As it is located across the bay from the Isle of Skye, it is easy to visit the island either by ferry or the bridge at Kyle of Lochalsh. Or, alternatively, you can visit the castle on your way to the island. Admittedly, they are both at quite some distance from Glasgow for a day trip, but their beauty is unforgettable.
10. The Kelpies
Kelpies were mythical sea creatures that took the form of a horse. The impressive sculpture with the same name was built in 2014 and stands next the Forth & Clyde canal. At 30 metres high, they are the largest public sculptures in Scotland.
The Kelpies are meant to be a celebration and tribute to the heavy Clydesdale horses that used to tow the barges crossing the Forth & Clyde canal, as well as their importance to industry in the previous centuries. As you approach the area from the motorway, these huge horse heads seem to just rise up from the earth and the sight will take your breath way.

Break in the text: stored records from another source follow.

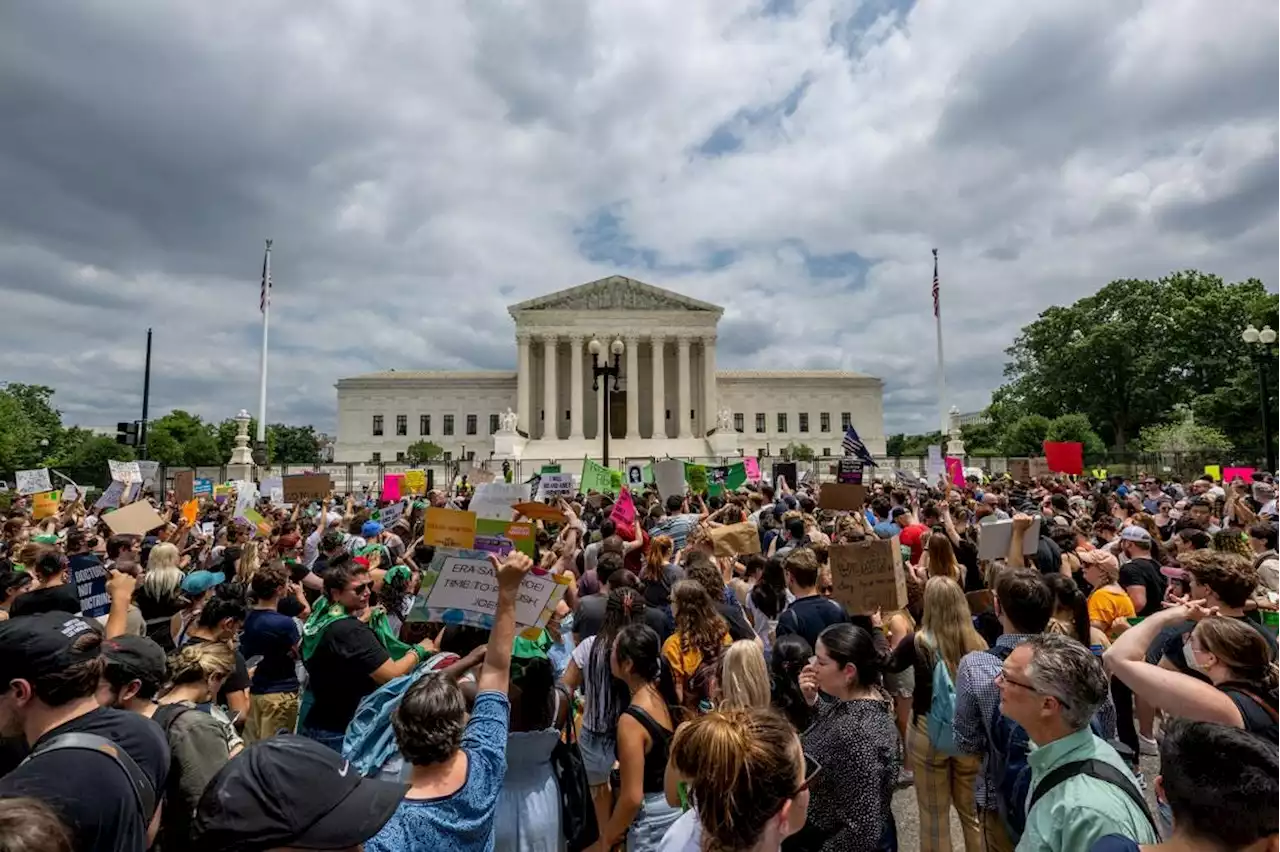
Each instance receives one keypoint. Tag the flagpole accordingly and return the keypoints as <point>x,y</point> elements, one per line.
<point>942,375</point>
<point>266,320</point>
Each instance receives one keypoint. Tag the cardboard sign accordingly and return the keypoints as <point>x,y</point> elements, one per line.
<point>183,485</point>
<point>670,477</point>
<point>33,481</point>
<point>461,587</point>
<point>304,488</point>
<point>449,528</point>
<point>840,497</point>
<point>868,576</point>
<point>540,512</point>
<point>135,520</point>
<point>736,539</point>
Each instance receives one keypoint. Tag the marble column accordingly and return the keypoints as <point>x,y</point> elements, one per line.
<point>685,392</point>
<point>524,383</point>
<point>549,343</point>
<point>632,380</point>
<point>575,403</point>
<point>711,411</point>
<point>659,386</point>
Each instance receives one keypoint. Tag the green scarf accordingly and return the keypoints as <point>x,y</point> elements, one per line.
<point>325,615</point>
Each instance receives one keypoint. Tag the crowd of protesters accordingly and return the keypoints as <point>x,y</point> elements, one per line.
<point>266,687</point>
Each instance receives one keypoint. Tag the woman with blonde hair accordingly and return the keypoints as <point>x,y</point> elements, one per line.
<point>748,779</point>
<point>944,775</point>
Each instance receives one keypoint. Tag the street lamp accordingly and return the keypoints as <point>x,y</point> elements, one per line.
<point>608,371</point>
<point>1261,351</point>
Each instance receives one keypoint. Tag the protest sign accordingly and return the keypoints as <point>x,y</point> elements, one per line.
<point>135,520</point>
<point>496,500</point>
<point>556,485</point>
<point>33,481</point>
<point>461,587</point>
<point>840,497</point>
<point>44,505</point>
<point>868,575</point>
<point>183,485</point>
<point>304,488</point>
<point>736,539</point>
<point>449,527</point>
<point>670,477</point>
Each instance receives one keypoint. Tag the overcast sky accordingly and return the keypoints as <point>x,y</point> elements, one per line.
<point>421,165</point>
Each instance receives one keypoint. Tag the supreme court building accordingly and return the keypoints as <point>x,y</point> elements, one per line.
<point>671,399</point>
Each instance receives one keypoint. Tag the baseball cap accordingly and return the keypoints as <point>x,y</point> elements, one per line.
<point>197,582</point>
<point>1136,534</point>
<point>138,654</point>
<point>291,791</point>
<point>32,646</point>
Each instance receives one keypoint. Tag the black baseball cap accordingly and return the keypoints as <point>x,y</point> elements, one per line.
<point>142,656</point>
<point>291,791</point>
<point>33,646</point>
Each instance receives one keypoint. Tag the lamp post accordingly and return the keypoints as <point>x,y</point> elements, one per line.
<point>608,371</point>
<point>1261,349</point>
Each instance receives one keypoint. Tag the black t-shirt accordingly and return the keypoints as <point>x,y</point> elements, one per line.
<point>90,792</point>
<point>51,599</point>
<point>344,659</point>
<point>236,681</point>
<point>1146,573</point>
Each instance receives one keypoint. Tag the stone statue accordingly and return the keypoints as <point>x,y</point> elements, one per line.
<point>507,421</point>
<point>725,421</point>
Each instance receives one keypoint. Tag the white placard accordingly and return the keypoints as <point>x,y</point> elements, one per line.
<point>493,500</point>
<point>33,481</point>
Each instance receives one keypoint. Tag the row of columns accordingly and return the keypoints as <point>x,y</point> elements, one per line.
<point>631,375</point>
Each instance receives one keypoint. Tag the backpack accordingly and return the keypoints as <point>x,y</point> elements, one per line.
<point>942,709</point>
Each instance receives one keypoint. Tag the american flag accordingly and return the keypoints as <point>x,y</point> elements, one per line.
<point>935,282</point>
<point>266,279</point>
<point>853,445</point>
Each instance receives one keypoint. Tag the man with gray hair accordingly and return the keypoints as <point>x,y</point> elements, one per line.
<point>1080,788</point>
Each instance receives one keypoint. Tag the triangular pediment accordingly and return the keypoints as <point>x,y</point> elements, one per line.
<point>615,293</point>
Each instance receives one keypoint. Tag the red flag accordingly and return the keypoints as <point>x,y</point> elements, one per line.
<point>1065,457</point>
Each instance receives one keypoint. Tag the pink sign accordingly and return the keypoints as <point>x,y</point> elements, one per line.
<point>391,486</point>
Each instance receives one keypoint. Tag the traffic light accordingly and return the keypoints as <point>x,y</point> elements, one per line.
<point>127,434</point>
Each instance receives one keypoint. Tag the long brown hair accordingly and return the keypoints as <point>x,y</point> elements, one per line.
<point>741,768</point>
<point>698,623</point>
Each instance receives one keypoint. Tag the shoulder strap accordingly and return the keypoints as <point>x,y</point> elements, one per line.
<point>142,791</point>
<point>1098,769</point>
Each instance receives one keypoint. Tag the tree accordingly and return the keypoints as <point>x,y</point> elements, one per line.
<point>421,452</point>
<point>1075,427</point>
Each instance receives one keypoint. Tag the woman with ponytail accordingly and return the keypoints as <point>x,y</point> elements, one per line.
<point>748,781</point>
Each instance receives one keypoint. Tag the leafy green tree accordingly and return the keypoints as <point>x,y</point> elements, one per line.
<point>421,452</point>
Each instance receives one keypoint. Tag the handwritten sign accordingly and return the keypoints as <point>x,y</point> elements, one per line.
<point>868,575</point>
<point>33,481</point>
<point>461,587</point>
<point>449,528</point>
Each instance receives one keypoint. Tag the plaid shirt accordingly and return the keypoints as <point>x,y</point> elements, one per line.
<point>978,710</point>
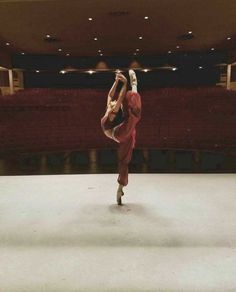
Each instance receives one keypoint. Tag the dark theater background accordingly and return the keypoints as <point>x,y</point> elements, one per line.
<point>58,62</point>
<point>67,221</point>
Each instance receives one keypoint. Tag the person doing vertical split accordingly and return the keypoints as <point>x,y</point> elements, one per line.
<point>119,124</point>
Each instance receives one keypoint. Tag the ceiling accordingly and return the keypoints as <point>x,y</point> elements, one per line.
<point>117,25</point>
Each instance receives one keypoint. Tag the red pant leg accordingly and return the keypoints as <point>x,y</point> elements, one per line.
<point>124,156</point>
<point>132,110</point>
<point>125,133</point>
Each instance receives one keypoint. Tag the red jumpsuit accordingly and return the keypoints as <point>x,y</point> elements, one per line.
<point>125,134</point>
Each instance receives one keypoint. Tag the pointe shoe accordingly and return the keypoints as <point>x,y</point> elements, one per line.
<point>133,78</point>
<point>118,197</point>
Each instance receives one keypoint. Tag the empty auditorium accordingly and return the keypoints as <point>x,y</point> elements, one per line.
<point>117,146</point>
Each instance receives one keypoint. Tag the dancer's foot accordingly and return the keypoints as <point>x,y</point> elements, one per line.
<point>133,78</point>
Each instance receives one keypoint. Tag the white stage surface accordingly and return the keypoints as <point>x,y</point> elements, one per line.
<point>175,232</point>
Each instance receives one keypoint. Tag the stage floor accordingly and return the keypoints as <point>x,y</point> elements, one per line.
<point>175,232</point>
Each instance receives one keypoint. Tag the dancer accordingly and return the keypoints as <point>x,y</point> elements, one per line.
<point>119,124</point>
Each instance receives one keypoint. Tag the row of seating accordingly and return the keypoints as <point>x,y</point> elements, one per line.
<point>69,119</point>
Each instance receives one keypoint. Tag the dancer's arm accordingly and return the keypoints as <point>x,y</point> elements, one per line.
<point>112,91</point>
<point>122,92</point>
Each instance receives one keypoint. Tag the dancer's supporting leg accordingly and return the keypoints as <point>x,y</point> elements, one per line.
<point>126,134</point>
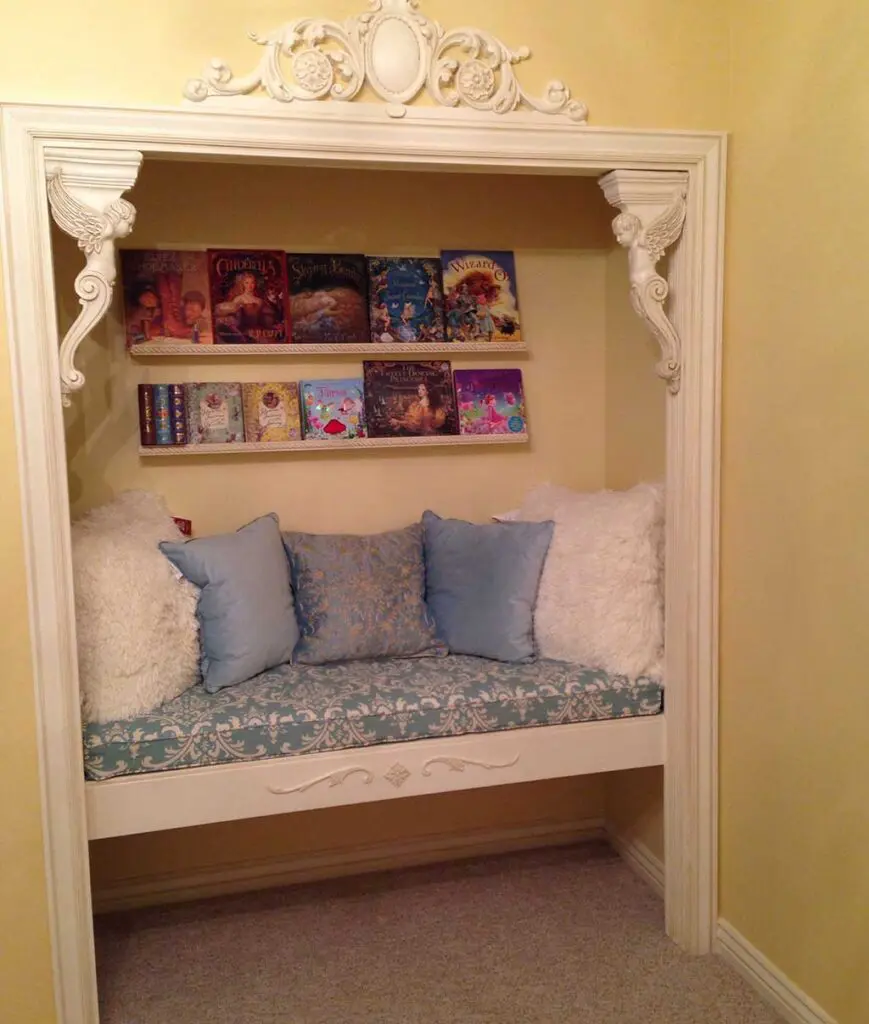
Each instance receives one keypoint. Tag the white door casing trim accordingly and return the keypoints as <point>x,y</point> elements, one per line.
<point>360,134</point>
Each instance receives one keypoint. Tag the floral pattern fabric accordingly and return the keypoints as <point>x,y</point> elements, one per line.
<point>304,709</point>
<point>360,597</point>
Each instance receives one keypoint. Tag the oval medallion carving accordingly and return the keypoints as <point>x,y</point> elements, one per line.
<point>396,58</point>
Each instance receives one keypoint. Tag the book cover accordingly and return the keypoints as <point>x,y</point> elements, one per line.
<point>147,425</point>
<point>166,296</point>
<point>405,299</point>
<point>177,414</point>
<point>490,401</point>
<point>271,412</point>
<point>481,301</point>
<point>404,399</point>
<point>334,409</point>
<point>214,414</point>
<point>329,298</point>
<point>162,414</point>
<point>249,296</point>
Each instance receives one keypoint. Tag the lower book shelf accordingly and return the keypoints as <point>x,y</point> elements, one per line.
<point>338,444</point>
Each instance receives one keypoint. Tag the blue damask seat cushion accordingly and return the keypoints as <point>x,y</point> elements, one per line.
<point>298,709</point>
<point>360,596</point>
<point>245,610</point>
<point>481,584</point>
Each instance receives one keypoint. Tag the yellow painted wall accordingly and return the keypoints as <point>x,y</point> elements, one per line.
<point>795,541</point>
<point>629,59</point>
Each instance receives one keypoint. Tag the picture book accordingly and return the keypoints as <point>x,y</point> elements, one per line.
<point>490,401</point>
<point>271,412</point>
<point>334,409</point>
<point>480,298</point>
<point>214,414</point>
<point>166,296</point>
<point>329,298</point>
<point>403,399</point>
<point>249,296</point>
<point>405,299</point>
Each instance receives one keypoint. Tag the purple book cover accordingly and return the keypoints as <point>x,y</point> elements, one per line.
<point>480,296</point>
<point>405,399</point>
<point>490,401</point>
<point>249,296</point>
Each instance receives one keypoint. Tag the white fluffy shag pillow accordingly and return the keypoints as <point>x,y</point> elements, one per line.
<point>136,622</point>
<point>601,597</point>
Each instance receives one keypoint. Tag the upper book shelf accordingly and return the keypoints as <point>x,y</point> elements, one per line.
<point>160,347</point>
<point>266,302</point>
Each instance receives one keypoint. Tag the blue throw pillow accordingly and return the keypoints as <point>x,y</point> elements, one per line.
<point>360,596</point>
<point>247,620</point>
<point>481,584</point>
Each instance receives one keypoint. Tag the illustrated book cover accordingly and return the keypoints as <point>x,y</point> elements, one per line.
<point>333,409</point>
<point>249,296</point>
<point>480,297</point>
<point>214,414</point>
<point>271,412</point>
<point>166,296</point>
<point>329,298</point>
<point>405,399</point>
<point>405,299</point>
<point>490,401</point>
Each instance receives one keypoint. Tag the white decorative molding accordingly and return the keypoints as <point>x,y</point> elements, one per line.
<point>771,983</point>
<point>334,778</point>
<point>333,444</point>
<point>653,210</point>
<point>84,194</point>
<point>397,775</point>
<point>398,52</point>
<point>460,764</point>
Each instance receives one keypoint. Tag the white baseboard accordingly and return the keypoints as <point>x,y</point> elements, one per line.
<point>775,987</point>
<point>640,858</point>
<point>250,876</point>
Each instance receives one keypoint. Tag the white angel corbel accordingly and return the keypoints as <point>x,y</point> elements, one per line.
<point>95,232</point>
<point>648,289</point>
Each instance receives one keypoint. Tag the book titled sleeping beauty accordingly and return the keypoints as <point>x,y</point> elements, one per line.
<point>214,414</point>
<point>333,409</point>
<point>405,399</point>
<point>249,296</point>
<point>271,412</point>
<point>490,401</point>
<point>480,296</point>
<point>405,297</point>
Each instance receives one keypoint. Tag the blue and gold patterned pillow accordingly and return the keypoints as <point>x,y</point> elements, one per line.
<point>360,597</point>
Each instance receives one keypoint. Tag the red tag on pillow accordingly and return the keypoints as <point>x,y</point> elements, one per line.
<point>185,525</point>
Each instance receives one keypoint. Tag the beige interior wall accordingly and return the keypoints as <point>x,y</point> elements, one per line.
<point>636,451</point>
<point>559,229</point>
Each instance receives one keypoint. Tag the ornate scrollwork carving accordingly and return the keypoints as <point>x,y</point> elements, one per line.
<point>398,52</point>
<point>95,230</point>
<point>648,289</point>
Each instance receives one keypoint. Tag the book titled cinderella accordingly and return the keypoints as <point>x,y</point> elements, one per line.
<point>490,401</point>
<point>480,296</point>
<point>334,409</point>
<point>406,399</point>
<point>405,297</point>
<point>249,296</point>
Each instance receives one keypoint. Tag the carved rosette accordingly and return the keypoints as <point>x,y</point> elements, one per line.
<point>84,195</point>
<point>653,210</point>
<point>398,52</point>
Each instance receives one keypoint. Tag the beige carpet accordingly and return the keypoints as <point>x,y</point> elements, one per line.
<point>538,938</point>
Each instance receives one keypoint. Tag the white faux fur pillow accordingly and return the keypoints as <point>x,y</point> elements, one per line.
<point>136,623</point>
<point>601,596</point>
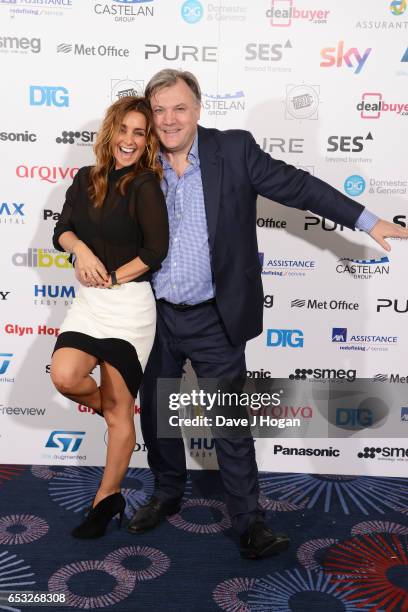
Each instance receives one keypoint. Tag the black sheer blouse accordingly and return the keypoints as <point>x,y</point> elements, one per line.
<point>125,227</point>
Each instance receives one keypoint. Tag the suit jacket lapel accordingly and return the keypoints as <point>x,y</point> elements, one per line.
<point>211,165</point>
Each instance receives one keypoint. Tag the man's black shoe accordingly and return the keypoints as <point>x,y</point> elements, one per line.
<point>152,514</point>
<point>259,542</point>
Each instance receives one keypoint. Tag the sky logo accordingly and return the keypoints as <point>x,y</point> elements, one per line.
<point>192,11</point>
<point>339,334</point>
<point>354,185</point>
<point>338,56</point>
<point>65,440</point>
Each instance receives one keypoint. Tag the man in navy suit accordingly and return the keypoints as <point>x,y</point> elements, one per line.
<point>209,289</point>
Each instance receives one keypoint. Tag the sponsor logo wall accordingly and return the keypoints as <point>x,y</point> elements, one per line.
<point>322,88</point>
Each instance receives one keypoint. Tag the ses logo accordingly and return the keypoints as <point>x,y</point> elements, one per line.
<point>286,267</point>
<point>65,441</point>
<point>323,374</point>
<point>285,337</point>
<point>125,10</point>
<point>354,185</point>
<point>121,88</point>
<point>283,12</point>
<point>338,56</point>
<point>192,11</point>
<point>372,105</point>
<point>363,268</point>
<point>81,139</point>
<point>41,258</point>
<point>12,213</point>
<point>362,343</point>
<point>265,56</point>
<point>302,101</point>
<point>45,95</point>
<point>224,103</point>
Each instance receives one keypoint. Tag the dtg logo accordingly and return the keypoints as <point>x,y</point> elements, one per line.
<point>4,362</point>
<point>43,95</point>
<point>65,440</point>
<point>354,185</point>
<point>284,338</point>
<point>398,7</point>
<point>192,11</point>
<point>333,56</point>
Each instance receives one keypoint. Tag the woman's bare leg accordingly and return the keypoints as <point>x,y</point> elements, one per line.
<point>118,410</point>
<point>70,373</point>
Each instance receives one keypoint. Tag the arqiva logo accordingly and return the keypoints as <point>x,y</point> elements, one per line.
<point>51,174</point>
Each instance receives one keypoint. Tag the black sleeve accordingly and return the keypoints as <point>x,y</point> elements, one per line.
<point>154,224</point>
<point>64,224</point>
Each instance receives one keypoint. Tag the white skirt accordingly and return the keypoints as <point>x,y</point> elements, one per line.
<point>114,325</point>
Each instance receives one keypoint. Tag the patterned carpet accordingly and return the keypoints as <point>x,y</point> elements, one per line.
<point>349,551</point>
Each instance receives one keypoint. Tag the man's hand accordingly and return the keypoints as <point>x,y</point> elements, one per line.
<point>384,229</point>
<point>89,270</point>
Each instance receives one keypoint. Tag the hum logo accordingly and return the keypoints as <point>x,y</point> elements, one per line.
<point>54,291</point>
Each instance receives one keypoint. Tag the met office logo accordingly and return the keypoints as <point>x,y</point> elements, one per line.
<point>354,185</point>
<point>192,11</point>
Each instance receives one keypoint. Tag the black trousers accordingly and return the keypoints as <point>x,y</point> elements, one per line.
<point>198,335</point>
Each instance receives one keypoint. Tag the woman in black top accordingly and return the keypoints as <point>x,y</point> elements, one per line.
<point>114,221</point>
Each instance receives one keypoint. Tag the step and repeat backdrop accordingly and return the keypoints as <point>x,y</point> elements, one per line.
<point>321,84</point>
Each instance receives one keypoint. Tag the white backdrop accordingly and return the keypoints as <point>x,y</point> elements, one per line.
<point>321,85</point>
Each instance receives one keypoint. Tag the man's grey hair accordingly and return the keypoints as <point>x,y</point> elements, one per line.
<point>169,77</point>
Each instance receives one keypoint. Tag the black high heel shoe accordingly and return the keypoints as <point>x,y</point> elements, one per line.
<point>98,518</point>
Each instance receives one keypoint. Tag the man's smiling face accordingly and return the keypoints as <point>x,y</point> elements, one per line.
<point>176,112</point>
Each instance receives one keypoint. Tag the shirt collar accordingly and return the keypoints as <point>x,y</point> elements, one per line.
<point>192,156</point>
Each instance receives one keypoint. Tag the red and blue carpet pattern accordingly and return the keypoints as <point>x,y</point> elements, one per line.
<point>349,545</point>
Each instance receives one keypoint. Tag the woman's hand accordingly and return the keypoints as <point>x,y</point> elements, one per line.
<point>89,270</point>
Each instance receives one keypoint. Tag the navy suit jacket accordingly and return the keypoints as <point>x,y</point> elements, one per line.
<point>234,172</point>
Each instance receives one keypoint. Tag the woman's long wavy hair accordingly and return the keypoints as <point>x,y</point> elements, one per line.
<point>105,160</point>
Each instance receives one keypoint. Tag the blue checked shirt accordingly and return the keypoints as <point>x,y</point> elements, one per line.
<point>185,276</point>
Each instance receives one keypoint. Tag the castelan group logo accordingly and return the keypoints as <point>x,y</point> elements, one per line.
<point>339,56</point>
<point>372,106</point>
<point>221,104</point>
<point>283,12</point>
<point>363,268</point>
<point>125,10</point>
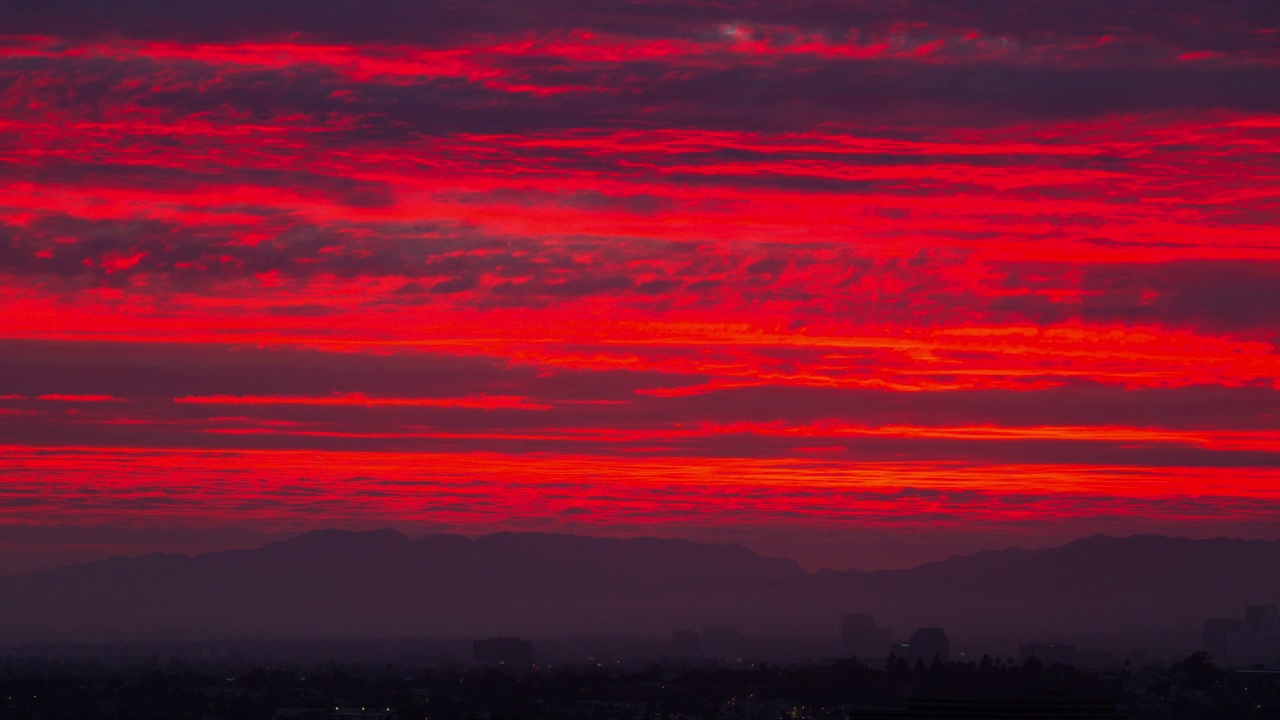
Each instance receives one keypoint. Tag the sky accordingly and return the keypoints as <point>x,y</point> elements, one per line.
<point>862,283</point>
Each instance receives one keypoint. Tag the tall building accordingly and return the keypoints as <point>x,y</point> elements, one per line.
<point>722,642</point>
<point>1224,639</point>
<point>862,637</point>
<point>926,645</point>
<point>1047,654</point>
<point>1252,641</point>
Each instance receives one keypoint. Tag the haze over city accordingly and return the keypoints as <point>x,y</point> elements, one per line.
<point>949,313</point>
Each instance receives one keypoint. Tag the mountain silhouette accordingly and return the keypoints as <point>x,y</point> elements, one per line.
<point>334,583</point>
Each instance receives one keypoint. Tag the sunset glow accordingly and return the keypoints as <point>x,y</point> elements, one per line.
<point>787,279</point>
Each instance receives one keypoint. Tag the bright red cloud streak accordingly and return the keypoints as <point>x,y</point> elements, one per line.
<point>672,282</point>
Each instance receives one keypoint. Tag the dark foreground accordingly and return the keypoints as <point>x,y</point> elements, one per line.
<point>36,688</point>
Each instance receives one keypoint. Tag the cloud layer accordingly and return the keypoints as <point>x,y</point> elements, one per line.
<point>977,265</point>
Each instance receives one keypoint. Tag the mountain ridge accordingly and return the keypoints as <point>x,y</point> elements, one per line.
<point>383,583</point>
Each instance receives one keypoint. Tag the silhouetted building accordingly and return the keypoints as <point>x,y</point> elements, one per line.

Glencoe’s breathtaking landscape is one of the country’s highlights. It is the most famous, as well as the most historic, glen (meaning valley in Gaelic) of Scotland.
This narrow and deep valley was formed by glaciers millennia ago. Nowadays it is a popular destination with hikers and nature lovers. Glencoe has hiking paths for all levels, from the easy and well-signed An Torr trail, to the more demanding Pap of Glencoe.
That said, Glencoe is also known for its dark history. It was in 1692, a little after the failed Jacobite uprising against the English king, that the infamous Glencoe Massacre took place. At the time, King William III ordered that all Scottish clan leaders pledged allegiance to the crown. Unfortunately for them, the leader of the MacDonald clan of Glencoe missed the final date by six days, because he accidentally went to the wrong location at first.
When an English regiment arrived at Glencoe and asked for hospitality, the locals didn’t think they were in any danger. Shockingly though, the English soldiers turned on their hosts during the night and killed a great number of men, women and children. You can learn more at the Glencoe Visitor Centre.
To sum things up…
Scotland is a country of great natural beauty and rich history that will take your breath away and make you want to return, again and again. From romantic castles and misty lochs to vibrant cities and beautiful architecture, there is something for everyone!